Collaborative comic strip

Six Chix is a collaborative comic strip distributed by King Features Syndicate which debuted in January 2000. The gags provide satire from a female point-of-view.

The series is drawn by six female cartoonists who rotate the drawing duties through the week based on a fixed schedule:
- Monday – Isabella Bannerman
- Tuesday – Bianca Xunise; Martha Gradisher (through January 2020); Margaret Shulock (through March 2017)
- Wednesday – Susan Camilleri Konar; Rina Piccolo (through October 2016)
- Thursday – Mary Lawton; Anne Gibbons (through August 2017); Carla Ventresca (October 2005 through July 2007); Ann Telnaes (through September 2005)
- Friday – Maritsa Patrinos; Benita Epstein (through March 2019); Kathryn LeMieux (through April 2009)
- Saturday – Stephanie Piro
- Sunday – Rotates

The Sunday comic is drawn by the team members on a rotating basis. The look and feel of the strip varies greatly among the six artists with no particular attempt made to introduce any sort of thematic cohesiveness.

Six Chix has been syndicated to more than 120 newspapers, including the Arizona Republic, Detroit News, San Diego Union-Tribune, San Francisco Chronicle, and Seattle Post-Intelligencer.

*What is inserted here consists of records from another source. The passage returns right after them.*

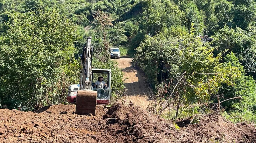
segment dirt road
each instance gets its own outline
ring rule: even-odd
[[[130,101],[135,105],[143,108],[147,108],[149,104],[148,97],[151,94],[142,73],[138,72],[131,64],[132,59],[129,57],[121,57],[115,60],[119,68],[124,74],[124,79],[126,91],[121,100],[129,104]],[[125,79],[126,78],[127,79]]]

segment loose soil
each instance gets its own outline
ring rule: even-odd
[[[123,101],[109,108],[97,106],[95,116],[76,114],[73,105],[49,106],[34,112],[0,109],[0,142],[256,142],[254,126],[234,124],[217,114],[196,118],[200,121],[190,125],[192,117],[178,120],[176,126],[157,120],[145,110],[150,90],[131,60],[116,60],[125,78],[129,78]]]
[[[256,129],[234,125],[211,114],[191,124],[191,119],[172,123],[141,108],[116,103],[98,106],[95,116],[77,115],[75,106],[56,105],[36,112],[0,110],[0,142],[255,142]]]
[[[145,109],[149,104],[149,97],[152,92],[143,74],[132,65],[132,59],[126,57],[115,60],[124,74],[126,92],[120,100],[126,105],[131,102]]]

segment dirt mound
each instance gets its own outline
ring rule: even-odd
[[[111,125],[108,131],[127,142],[151,142],[156,134],[169,130],[167,124],[157,122],[155,117],[137,107],[116,104],[106,114],[103,119],[108,119],[106,124]]]
[[[0,109],[0,142],[254,142],[252,126],[235,125],[211,115],[189,127],[172,124],[131,105],[97,106],[95,116],[78,115],[75,106],[57,105],[37,112]]]

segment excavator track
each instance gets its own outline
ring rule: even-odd
[[[80,90],[77,91],[76,113],[93,116],[95,115],[97,92],[96,91]]]

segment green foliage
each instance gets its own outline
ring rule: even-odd
[[[123,46],[119,47],[120,50],[120,55],[122,56],[126,56],[128,55],[128,48],[127,47]]]
[[[238,68],[220,62],[220,55],[214,56],[214,47],[195,37],[193,31],[180,42],[177,37],[166,34],[146,37],[137,48],[135,59],[153,85],[163,81],[168,84],[163,87],[169,91],[165,94],[171,92],[174,85],[170,84],[179,78],[175,77],[186,72],[187,86],[179,88],[186,89],[179,91],[180,99],[188,104],[204,103],[217,93],[221,83],[232,85],[240,76]]]
[[[79,81],[75,27],[56,11],[40,11],[11,14],[0,36],[0,101],[9,108],[63,103]]]
[[[239,28],[234,29],[225,26],[218,31],[214,37],[215,44],[218,48],[216,52],[230,50],[224,53],[225,56],[232,51],[244,67],[247,74],[254,78],[256,77],[255,31],[248,32]]]

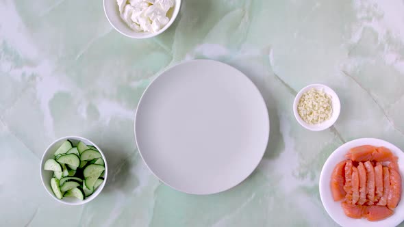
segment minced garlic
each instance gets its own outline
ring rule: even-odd
[[[331,118],[333,112],[331,96],[324,91],[312,88],[300,98],[297,111],[306,123],[320,124]]]

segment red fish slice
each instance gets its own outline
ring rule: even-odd
[[[359,173],[357,168],[352,167],[352,204],[355,204],[359,200]],[[387,201],[387,200],[386,200]]]
[[[383,196],[383,166],[380,163],[377,163],[375,168],[375,183],[376,186],[375,200],[378,201]]]
[[[397,157],[388,148],[383,146],[376,148],[370,145],[351,148],[346,157],[356,161],[396,161],[397,160]]]
[[[331,189],[334,201],[338,201],[345,198],[344,190],[344,168],[345,160],[337,164],[331,174]]]
[[[379,200],[377,205],[386,206],[387,205],[387,199],[390,191],[390,174],[388,168],[383,167],[383,196]]]
[[[375,168],[370,161],[367,161],[364,163],[365,168],[366,169],[366,191],[368,198],[368,204],[373,205],[375,202]]]
[[[352,161],[364,161],[372,160],[372,154],[375,151],[376,147],[364,145],[351,148],[346,156]]]
[[[387,198],[387,206],[394,209],[401,198],[401,176],[394,169],[390,169],[390,190]]]
[[[346,193],[345,198],[348,203],[352,203],[352,160],[346,160],[345,163],[345,185],[344,190]]]
[[[368,206],[364,215],[370,222],[380,221],[388,218],[394,213],[393,211],[381,206]]]
[[[363,205],[366,202],[366,170],[364,163],[362,162],[359,163],[357,165],[357,171],[359,172],[359,197],[357,204],[359,205]]]
[[[346,201],[341,202],[341,206],[345,215],[352,218],[361,218],[366,214],[366,206],[354,205],[347,203]]]

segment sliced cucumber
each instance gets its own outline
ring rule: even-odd
[[[66,165],[62,164],[63,172],[62,172],[62,176],[68,176],[68,170],[66,168]]]
[[[97,159],[94,163],[97,165],[104,165],[104,160],[103,160],[102,158],[99,158]]]
[[[66,154],[59,154],[59,155],[58,155],[55,156],[55,160],[56,160],[56,159],[59,159],[59,157],[60,157],[60,156],[62,156],[62,155],[66,155]]]
[[[73,176],[76,174],[76,170],[68,170],[68,176]]]
[[[87,165],[87,161],[80,161],[80,166],[79,168],[81,169]]]
[[[53,177],[55,177],[58,180],[62,179],[62,176],[63,176],[63,172],[53,171]]]
[[[86,145],[86,144],[83,143],[82,142],[80,141],[77,144],[77,150],[79,150],[79,153],[80,153],[80,155],[81,155],[81,153],[83,153],[84,150],[88,149],[90,149],[90,148],[88,147],[87,145]]]
[[[81,182],[83,182],[83,180],[80,179],[78,177],[66,176],[66,177],[64,177],[62,179],[60,179],[60,181],[59,181],[59,184],[60,185],[63,185],[63,184],[66,181],[77,181],[77,182],[81,183]]]
[[[71,165],[69,164],[67,164],[67,166],[72,170],[77,170],[77,166],[74,166],[74,165]]]
[[[65,197],[75,197],[80,200],[84,199],[84,193],[78,187],[75,187],[66,192]]]
[[[83,153],[81,153],[81,156],[80,157],[80,159],[81,161],[87,161],[87,160],[92,160],[94,159],[101,158],[101,154],[96,150],[86,150]]]
[[[80,184],[76,181],[67,181],[60,186],[60,191],[64,192],[79,186]]]
[[[98,178],[105,170],[105,168],[102,165],[91,164],[84,169],[83,174],[84,175],[85,178],[88,176],[97,176],[97,178]]]
[[[90,148],[90,149],[91,149],[91,150],[97,150],[97,151],[98,151],[98,149],[97,149],[97,148],[95,148],[95,146],[91,146],[91,145],[87,145],[87,146],[88,147],[88,148]]]
[[[98,180],[98,177],[99,176],[90,176],[86,177],[84,181],[87,188],[94,188],[94,185],[97,180]]]
[[[48,159],[44,165],[45,170],[62,172],[62,166],[54,159]]]
[[[66,154],[75,154],[76,155],[77,155],[78,157],[80,157],[80,153],[79,153],[79,150],[77,150],[77,148],[72,148],[70,150],[68,150],[68,151],[66,152]]]
[[[67,139],[66,141],[63,142],[62,146],[60,146],[60,147],[58,150],[56,150],[56,152],[55,152],[55,156],[57,156],[59,154],[64,154],[66,152],[68,152],[68,150],[70,150],[71,148],[73,148],[73,144],[71,142],[70,142],[70,140]]]
[[[75,167],[80,165],[80,159],[75,154],[63,155],[56,161],[60,163],[69,164]]]
[[[90,196],[94,192],[94,187],[89,189],[87,186],[86,186],[86,180],[84,180],[84,181],[83,181],[83,191],[84,191],[86,197]]]
[[[97,179],[97,181],[95,181],[95,183],[94,183],[94,190],[97,189],[97,188],[99,185],[101,185],[101,184],[102,184],[103,182],[104,182],[104,179],[101,179],[101,178]]]
[[[59,187],[59,180],[55,178],[51,178],[51,187],[52,187],[52,191],[53,191],[55,196],[61,200],[63,198],[63,194],[62,193],[62,191],[60,191],[60,188]]]

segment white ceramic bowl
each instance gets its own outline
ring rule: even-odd
[[[84,200],[80,200],[77,198],[73,197],[66,197],[63,198],[62,200],[60,200],[58,198],[56,198],[56,196],[55,196],[55,194],[53,194],[52,188],[51,187],[51,179],[52,178],[53,172],[44,170],[45,162],[49,159],[51,159],[53,157],[53,154],[55,153],[56,150],[58,150],[58,148],[62,145],[62,144],[63,144],[63,142],[66,139],[69,139],[73,144],[73,146],[76,146],[79,141],[81,141],[87,145],[94,146],[99,151],[103,159],[104,160],[105,166],[105,170],[103,176],[104,182],[103,182],[103,183],[99,186],[99,187],[94,191],[94,193],[91,196],[84,199]],[[40,172],[42,183],[44,185],[47,191],[53,198],[58,200],[58,202],[68,205],[81,205],[94,200],[101,193],[103,188],[104,187],[104,185],[105,185],[105,183],[107,182],[107,176],[108,176],[108,165],[107,165],[107,159],[105,159],[104,154],[95,144],[86,138],[83,138],[79,136],[66,136],[56,139],[47,148],[42,157],[42,160],[40,161]]]
[[[332,172],[336,165],[341,161],[346,159],[345,155],[349,149],[362,145],[373,145],[375,146],[385,146],[399,157],[399,168],[400,174],[404,176],[404,153],[400,148],[384,140],[373,138],[362,138],[353,140],[337,148],[327,159],[320,175],[320,197],[323,205],[331,217],[341,226],[345,227],[389,227],[396,226],[404,220],[404,201],[403,196],[399,205],[394,210],[394,213],[381,221],[369,222],[366,218],[353,219],[347,217],[341,207],[341,201],[335,202],[333,199],[330,181]],[[402,181],[404,186],[404,181]]]
[[[306,123],[299,115],[297,111],[297,105],[299,104],[299,101],[301,98],[302,95],[307,92],[309,90],[312,88],[315,88],[319,90],[323,90],[325,93],[331,95],[331,101],[332,101],[332,106],[333,106],[333,113],[330,119],[323,122],[320,124],[310,124]],[[294,118],[297,122],[303,127],[311,131],[323,131],[331,127],[338,119],[340,116],[340,112],[341,111],[341,103],[340,103],[340,98],[337,94],[329,87],[320,83],[315,83],[311,84],[303,89],[302,89],[296,96],[294,98],[294,101],[293,102],[293,113],[294,113]]]
[[[105,12],[107,18],[116,31],[125,36],[141,39],[154,37],[166,31],[173,24],[174,21],[175,21],[175,18],[178,15],[181,7],[181,0],[175,0],[175,5],[168,10],[167,15],[170,18],[170,21],[160,31],[155,33],[137,32],[131,29],[122,18],[121,18],[116,0],[103,0],[103,4],[104,12]]]

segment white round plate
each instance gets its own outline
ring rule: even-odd
[[[135,117],[140,153],[165,184],[192,194],[229,189],[255,169],[269,118],[254,84],[211,60],[177,65],[143,94]]]
[[[403,201],[403,196],[401,196],[401,200],[399,205],[394,210],[394,213],[392,216],[379,222],[369,222],[366,218],[353,219],[349,217],[344,213],[344,211],[341,207],[341,201],[334,202],[333,199],[330,187],[330,181],[331,173],[335,166],[340,161],[346,159],[345,155],[349,149],[355,146],[367,144],[375,146],[385,146],[390,149],[399,157],[400,174],[402,178],[404,176],[404,153],[399,148],[389,142],[379,139],[362,138],[353,140],[338,148],[325,161],[320,176],[320,196],[321,201],[328,214],[341,226],[396,226],[404,220],[404,201]],[[404,186],[403,183],[404,183],[404,181],[401,182],[402,187]]]

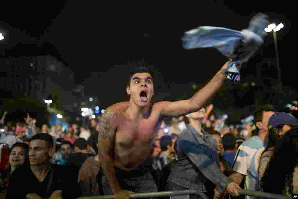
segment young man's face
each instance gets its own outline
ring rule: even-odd
[[[31,166],[45,163],[54,152],[54,148],[50,147],[44,140],[33,140],[30,142],[29,156]]]
[[[219,135],[215,134],[211,136],[213,139],[216,141],[216,150],[217,153],[221,154],[224,152],[224,145],[223,145],[221,137]]]
[[[64,155],[70,153],[70,145],[68,144],[65,144],[61,145],[61,153]]]
[[[126,88],[131,99],[140,107],[148,105],[154,94],[153,80],[147,72],[136,73],[131,77],[129,87]]]
[[[268,132],[268,122],[269,118],[272,115],[274,114],[274,112],[272,111],[264,111],[263,112],[263,118],[261,122],[257,122],[257,127],[260,130],[262,130],[264,131]]]

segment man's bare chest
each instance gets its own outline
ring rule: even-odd
[[[157,132],[155,121],[153,120],[140,122],[124,120],[117,128],[115,144],[124,148],[148,146],[153,143]]]

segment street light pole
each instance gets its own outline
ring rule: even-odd
[[[283,86],[281,82],[281,75],[280,73],[280,67],[279,57],[278,55],[278,50],[277,50],[277,41],[276,36],[276,32],[272,31],[273,34],[273,38],[274,40],[274,45],[275,47],[275,55],[276,56],[276,61],[277,62],[277,73],[278,75],[278,82],[279,84],[280,88],[281,91],[283,91]]]
[[[277,62],[277,75],[278,78],[279,87],[281,92],[283,92],[283,87],[281,83],[281,75],[280,72],[280,66],[279,57],[278,55],[278,50],[277,48],[277,36],[276,32],[278,31],[284,27],[283,24],[280,24],[277,26],[275,24],[271,24],[265,28],[265,31],[267,33],[272,32],[273,34],[273,39],[274,40],[274,45],[275,49],[275,55],[276,56]]]

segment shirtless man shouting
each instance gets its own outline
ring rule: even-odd
[[[163,116],[178,117],[198,111],[223,85],[227,78],[226,62],[211,81],[190,99],[152,104],[154,94],[152,73],[145,67],[135,69],[126,88],[129,101],[114,104],[101,118],[98,138],[99,158],[104,177],[105,195],[128,199],[132,192],[157,191],[150,171],[148,158]],[[224,186],[238,195],[238,185]]]

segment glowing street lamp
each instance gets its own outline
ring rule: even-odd
[[[268,25],[267,27],[265,28],[265,31],[267,33],[272,32],[273,34],[274,39],[274,45],[275,47],[275,54],[277,61],[277,72],[278,75],[278,81],[279,82],[280,88],[283,90],[283,87],[281,84],[281,77],[280,74],[280,67],[279,57],[278,56],[278,51],[277,50],[277,38],[276,32],[279,31],[284,27],[283,24],[281,23],[277,26],[275,24],[271,24]]]
[[[53,103],[53,101],[52,100],[44,100],[44,102],[48,104],[48,107],[50,106],[50,104]]]

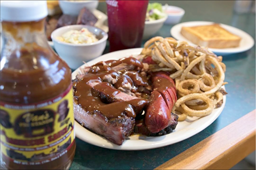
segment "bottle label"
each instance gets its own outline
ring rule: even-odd
[[[59,96],[32,104],[0,102],[2,156],[23,165],[49,162],[73,145],[74,115],[71,85]]]

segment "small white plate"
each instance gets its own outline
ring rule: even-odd
[[[87,64],[91,66],[101,61],[117,60],[131,55],[136,56],[140,53],[142,50],[142,48],[133,48],[111,52],[88,62]],[[83,68],[86,66],[84,64],[80,67]],[[75,79],[79,72],[79,68],[74,71],[72,73],[72,79]],[[148,137],[135,135],[128,137],[122,145],[118,146],[110,142],[104,137],[91,132],[75,121],[76,137],[94,145],[118,150],[143,150],[165,146],[187,139],[209,126],[221,114],[225,106],[226,99],[226,97],[224,96],[222,106],[214,110],[210,115],[200,118],[189,117],[185,121],[179,122],[176,129],[172,133],[164,136]]]
[[[170,30],[171,34],[173,37],[178,40],[187,41],[191,45],[196,45],[188,40],[181,35],[180,32],[182,27],[193,27],[198,25],[211,25],[214,24],[212,22],[205,21],[192,21],[186,22],[177,24],[173,27]],[[251,49],[254,45],[253,38],[245,32],[233,27],[223,24],[220,24],[220,25],[230,32],[235,34],[242,38],[239,47],[236,48],[211,48],[209,50],[216,54],[225,55],[234,53],[238,53],[245,51]]]
[[[94,26],[101,29],[108,33],[109,32],[109,27],[106,25],[105,22],[107,22],[108,16],[103,12],[97,9],[93,11],[93,13],[98,19],[97,22]],[[52,41],[48,41],[48,43],[52,47],[53,47],[53,43]]]

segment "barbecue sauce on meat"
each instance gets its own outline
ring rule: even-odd
[[[74,96],[78,104],[89,113],[93,114],[99,112],[109,118],[117,117],[123,114],[135,118],[138,110],[136,108],[147,103],[147,100],[138,98],[127,101],[112,103],[101,97],[102,97],[101,93],[106,95],[108,98],[114,98],[121,92],[113,88],[107,88],[110,85],[108,83],[102,82],[106,77],[105,76],[110,75],[117,80],[114,83],[116,88],[123,87],[124,84],[127,83],[130,84],[132,87],[135,81],[139,85],[148,85],[146,78],[135,71],[122,74],[117,73],[114,70],[110,70],[109,68],[122,63],[143,68],[142,63],[134,58],[127,58],[117,61],[109,60],[105,62],[105,63],[100,62],[93,66],[89,73],[85,75],[80,80],[73,82],[75,90]],[[131,75],[132,78],[128,76],[128,74]],[[120,75],[121,76],[119,76]]]
[[[75,89],[74,96],[78,103],[89,113],[99,112],[106,117],[111,118],[117,117],[125,114],[127,116],[135,118],[136,116],[135,108],[140,107],[147,101],[142,99],[136,99],[128,101],[116,102],[106,104],[101,101],[98,95],[92,91],[93,88],[97,88],[99,91],[107,94],[109,97],[114,98],[121,92],[117,89],[105,91],[104,86],[97,86],[92,88],[88,82],[100,83],[101,79],[98,74],[89,74],[81,80],[74,82],[73,86]],[[108,84],[106,82],[103,83]]]
[[[140,68],[142,68],[143,67],[143,64],[135,58],[124,58],[118,60],[109,60],[106,62],[99,62],[91,66],[89,72],[96,73],[109,71],[111,69],[111,68],[122,63],[134,66]]]
[[[124,73],[124,74],[130,77],[136,86],[148,85],[147,78],[136,71],[127,71]]]
[[[127,75],[124,75],[118,79],[116,83],[115,83],[114,86],[116,88],[122,87],[130,90],[129,87],[132,88],[133,86],[133,83],[130,77]]]

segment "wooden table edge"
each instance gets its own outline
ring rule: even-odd
[[[229,169],[255,150],[255,110],[155,169]]]

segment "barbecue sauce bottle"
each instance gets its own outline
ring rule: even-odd
[[[76,147],[71,71],[47,43],[46,1],[0,8],[1,169],[68,169]]]

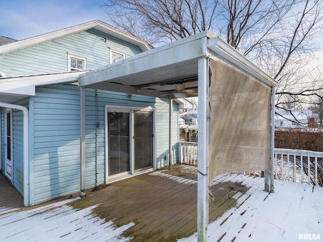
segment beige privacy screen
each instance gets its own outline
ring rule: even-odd
[[[209,183],[220,174],[268,169],[271,88],[220,61],[209,68]]]

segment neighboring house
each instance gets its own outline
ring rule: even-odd
[[[98,21],[11,42],[0,46],[0,169],[30,206],[80,191],[80,74],[149,48]],[[168,98],[85,95],[83,188],[168,165]],[[174,143],[178,109],[174,102]]]
[[[315,117],[311,110],[290,110],[276,109],[275,126],[276,128],[304,128],[308,127],[311,118]]]
[[[180,115],[183,118],[186,125],[197,125],[197,110],[189,110],[187,112],[183,113]]]

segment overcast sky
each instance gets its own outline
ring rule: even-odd
[[[102,0],[1,0],[0,35],[18,40],[91,21],[106,22]]]

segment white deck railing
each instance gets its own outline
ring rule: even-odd
[[[274,159],[276,179],[322,186],[323,152],[276,148]]]
[[[197,166],[197,143],[180,142],[179,149],[181,163]]]
[[[180,142],[179,148],[180,162],[197,166],[197,143]],[[274,161],[276,179],[323,186],[323,152],[276,148]],[[261,171],[249,174],[260,176]]]

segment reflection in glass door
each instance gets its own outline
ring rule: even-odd
[[[109,175],[130,171],[129,112],[108,112]]]
[[[135,170],[152,167],[153,112],[134,111]]]

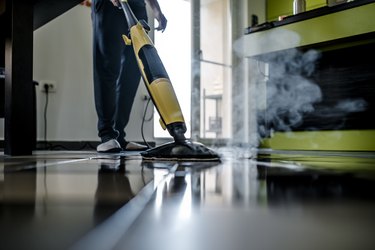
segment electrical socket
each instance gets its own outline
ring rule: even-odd
[[[55,93],[56,92],[56,82],[55,81],[40,81],[39,87],[40,91],[46,93],[46,86],[48,86],[48,93]]]

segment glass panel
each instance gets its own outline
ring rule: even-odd
[[[168,72],[180,103],[187,127],[185,136],[190,138],[190,2],[185,0],[159,0],[158,2],[168,20],[168,24],[163,33],[155,31],[155,47]],[[155,114],[157,114],[156,111]],[[169,133],[161,128],[158,114],[154,119],[154,136],[159,138],[170,137]]]
[[[231,25],[228,0],[201,0],[202,138],[230,137]]]

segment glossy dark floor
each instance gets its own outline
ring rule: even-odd
[[[375,154],[0,156],[1,249],[375,249]]]

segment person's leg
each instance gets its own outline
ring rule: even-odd
[[[140,20],[147,21],[146,8],[143,6],[133,6],[134,15]],[[127,34],[127,33],[126,33]],[[124,45],[124,53],[122,53],[122,68],[117,88],[117,115],[116,130],[119,131],[118,141],[123,149],[126,149],[126,133],[125,127],[129,122],[130,113],[139,82],[141,73],[134,55],[133,47]],[[139,148],[144,149],[144,148]]]
[[[94,0],[92,8],[95,108],[98,136],[106,142],[118,137],[115,100],[123,46],[119,23],[123,16],[108,0]]]

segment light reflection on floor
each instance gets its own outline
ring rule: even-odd
[[[371,153],[0,158],[4,249],[374,249]]]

Five months after the strip was launched, the original six women met each other for the first time on May 27, 2000. The occasion was a National Cartoonists Society Reubens Dinner in New York. On June 2, 2000, they appeared together on the Lifetime for Women Television Network. The original team lasted for about five and a half years, through September 2005; since then, there has been additional turnover, though original members Isabella Bannerman (Mondays) and Stephanie Piro (Saturdays) remain.